ポレポレ東中野での特集上映、おかげさまで無事、スタートしました。初日の一回目は、岸部さんにもおいでいただいたこともあって、満員で、通路に座布団を敷いてお座りいただかなくてはならない方々もおりました。ごめんなさい。トークのない通常の上映では、お座りいただけているようです。よろしくお願いします。

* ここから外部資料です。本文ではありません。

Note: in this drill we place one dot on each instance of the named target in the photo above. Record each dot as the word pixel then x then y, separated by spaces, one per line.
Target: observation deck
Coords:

日本映画はじつにさまざまなタイプの映画が撮られるようになりました。撮影所が崩壊して、とりあえず作ることだけは自由になった、そういう事情も背後にはあるでしょう。でもそれで日本の映画が質量ともに深められたかといえば、そうも思えない。見た目には七色の風船のように色とりどりですが、手を離したらすぐにどこかへ飛んでいってしまいそうな危うさがあって、彫りの深い作品にはなかなか出会えません。岸部さんはじつにいろいろな作品に出られていますが、岸部さんがいることで、日本映画は辛うじてこちら側にとどまっている、わけのわからんところへ飛んでいってしまわないで、持ちこたえている、そんな印象が私にはあります。今の日本映画には欠かせない、貴重な俳優さんです。トークは、そんな話から始まりました。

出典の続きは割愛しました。